How to creat a user input delay ,but record the accurate user press key?

I was wondering how to create 1 - 2 seconds delay between user input and game executive. My game is about a drunk man, I need a special effect : user’s input will take effect after 1-2 seconds. but every press key will be execute accurately. I guess I need key buffer to record the user input keys. but how can I record the interval time between the keys. Any suggestion?

You can grab the game time when the input happened, then add a couple of seconds to that to indicate some time in the future. When adding the input to your buffer just tag it with that value. Then when playing back the buffer you don’t do anything until you reach the scheduled time.

Here’s some mostly pseudo-code to kind of describe the concept…

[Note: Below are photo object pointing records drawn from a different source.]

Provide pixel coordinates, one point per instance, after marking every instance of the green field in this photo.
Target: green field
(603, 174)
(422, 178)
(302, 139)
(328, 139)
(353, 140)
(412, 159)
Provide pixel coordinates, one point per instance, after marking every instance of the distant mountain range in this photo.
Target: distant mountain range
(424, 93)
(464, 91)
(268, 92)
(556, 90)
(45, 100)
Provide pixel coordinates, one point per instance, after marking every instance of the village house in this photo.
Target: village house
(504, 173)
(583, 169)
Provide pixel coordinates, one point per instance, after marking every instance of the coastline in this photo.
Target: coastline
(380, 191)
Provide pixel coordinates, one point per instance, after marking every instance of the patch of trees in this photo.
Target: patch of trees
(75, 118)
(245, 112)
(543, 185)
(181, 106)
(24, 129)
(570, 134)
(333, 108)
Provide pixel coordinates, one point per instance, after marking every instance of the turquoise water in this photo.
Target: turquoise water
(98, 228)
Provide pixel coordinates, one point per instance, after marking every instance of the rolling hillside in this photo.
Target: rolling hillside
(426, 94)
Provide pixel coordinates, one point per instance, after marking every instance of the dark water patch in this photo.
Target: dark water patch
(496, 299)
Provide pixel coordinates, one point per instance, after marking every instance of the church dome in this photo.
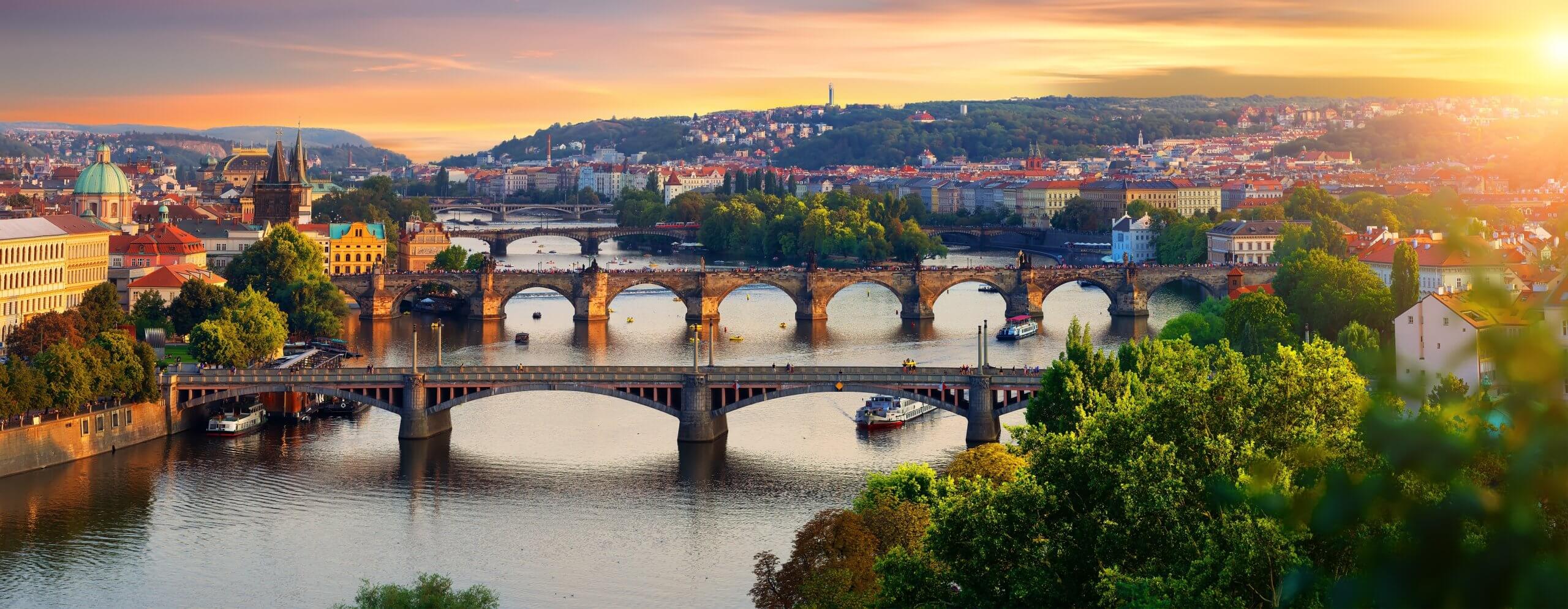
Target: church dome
(102, 177)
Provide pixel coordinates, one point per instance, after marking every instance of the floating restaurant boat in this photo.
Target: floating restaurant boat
(889, 412)
(1017, 327)
(237, 420)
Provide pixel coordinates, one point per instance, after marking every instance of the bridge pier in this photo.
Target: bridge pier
(418, 422)
(1129, 301)
(698, 422)
(985, 427)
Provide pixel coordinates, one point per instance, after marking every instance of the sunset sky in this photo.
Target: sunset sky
(432, 79)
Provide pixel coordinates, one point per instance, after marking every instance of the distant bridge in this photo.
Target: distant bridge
(590, 239)
(592, 290)
(700, 398)
(500, 211)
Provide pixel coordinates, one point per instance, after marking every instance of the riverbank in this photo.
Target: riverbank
(83, 436)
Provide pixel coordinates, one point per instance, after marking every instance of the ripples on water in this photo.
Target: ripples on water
(551, 498)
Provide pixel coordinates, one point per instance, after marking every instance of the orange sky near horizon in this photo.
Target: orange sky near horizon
(438, 80)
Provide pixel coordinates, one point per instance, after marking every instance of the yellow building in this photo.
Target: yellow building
(355, 248)
(46, 265)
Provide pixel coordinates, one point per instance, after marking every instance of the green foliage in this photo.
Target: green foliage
(1406, 282)
(1327, 292)
(1362, 346)
(198, 301)
(289, 270)
(1256, 323)
(1203, 326)
(250, 331)
(1081, 214)
(451, 259)
(99, 309)
(149, 310)
(429, 592)
(68, 383)
(1183, 242)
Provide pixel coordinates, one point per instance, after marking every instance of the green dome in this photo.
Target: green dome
(102, 179)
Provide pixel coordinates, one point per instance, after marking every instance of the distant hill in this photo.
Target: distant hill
(1065, 127)
(248, 135)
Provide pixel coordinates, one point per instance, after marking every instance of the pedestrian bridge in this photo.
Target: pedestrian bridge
(701, 290)
(700, 398)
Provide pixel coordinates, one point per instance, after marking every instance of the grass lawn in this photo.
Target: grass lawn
(178, 353)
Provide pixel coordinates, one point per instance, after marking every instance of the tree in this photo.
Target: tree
(1292, 239)
(1406, 282)
(1362, 346)
(289, 270)
(101, 309)
(41, 331)
(1327, 292)
(68, 384)
(1310, 201)
(1203, 326)
(198, 301)
(149, 310)
(992, 462)
(429, 592)
(1258, 323)
(451, 259)
(217, 342)
(832, 566)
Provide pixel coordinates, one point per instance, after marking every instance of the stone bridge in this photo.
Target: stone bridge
(590, 239)
(500, 211)
(700, 398)
(592, 290)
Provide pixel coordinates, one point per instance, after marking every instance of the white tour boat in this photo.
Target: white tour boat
(889, 412)
(237, 420)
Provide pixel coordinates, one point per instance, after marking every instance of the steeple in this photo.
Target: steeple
(276, 166)
(298, 157)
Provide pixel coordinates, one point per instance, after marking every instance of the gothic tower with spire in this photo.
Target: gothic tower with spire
(284, 193)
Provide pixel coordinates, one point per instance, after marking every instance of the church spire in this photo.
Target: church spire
(298, 157)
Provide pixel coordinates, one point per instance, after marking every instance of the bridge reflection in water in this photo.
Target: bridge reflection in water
(700, 398)
(590, 292)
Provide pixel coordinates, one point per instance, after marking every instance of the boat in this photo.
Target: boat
(1017, 327)
(237, 420)
(889, 412)
(341, 408)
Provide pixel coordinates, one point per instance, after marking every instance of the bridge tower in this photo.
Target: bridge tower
(418, 422)
(698, 422)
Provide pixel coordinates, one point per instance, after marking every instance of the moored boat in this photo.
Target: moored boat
(1017, 327)
(889, 412)
(237, 420)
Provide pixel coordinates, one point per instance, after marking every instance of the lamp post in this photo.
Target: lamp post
(436, 326)
(696, 346)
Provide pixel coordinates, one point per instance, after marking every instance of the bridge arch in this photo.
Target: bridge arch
(1210, 290)
(248, 390)
(552, 387)
(800, 390)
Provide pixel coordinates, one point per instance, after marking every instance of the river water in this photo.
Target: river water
(554, 500)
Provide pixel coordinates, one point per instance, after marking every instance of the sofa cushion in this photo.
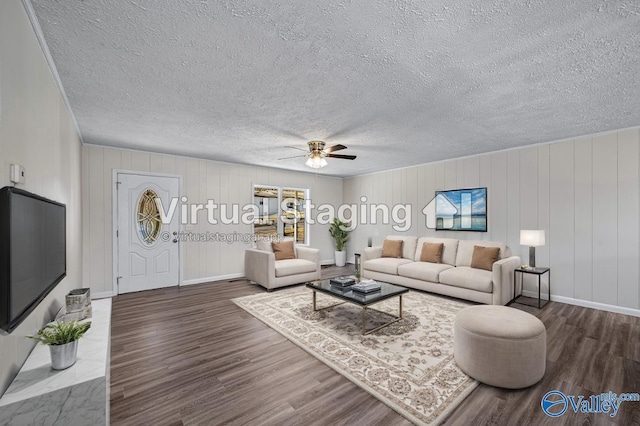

// call this to check input and add it to the buffer
void BufferInput()
{
    // get the actual game time when the input happened
    float inputTime = Time.time;

    // schedule it for the future
    if (drunkMode)
    {
      inputTime += DrunkDelayTime;  // set to 1-2 seconds, maybe randomly
    }

    // add the input to the buffer, potentially scheduled for some time in the future
    QueueInput(... some representation of what the input is...., inputTime);
}

// call this to play back input from the buffer
void PlayBackInput()
{
    while (true)
    {
      // let's take a look at the next queued input item...
      inputItem = PeekNextAvailableInputItem();

      // if the game time is now past the scheduled input time then it's time to execute it
      if (Time.time >= inputItem.ScheduledTime)
      {
          ExecuteInput(inputItem);
          // TODO : remove input from the queue
      }
      else
      {
         // there is no input ready to go so move on
         break;
      }
}

There are probably holes in my example, but it shows the basic idea: schedule the input for a later time, don’t execute the input until that time is past. The nice thing is that you can run all of your input through this, and if you don’t add anything to the scheduled time then it will just execute normally.

This should work pretty easily with keys. It might be a bit trickier with mouse input, but you basically just need to capture all of the relevant data about the input and queue it - which key was hit? Where was the mouse? etc.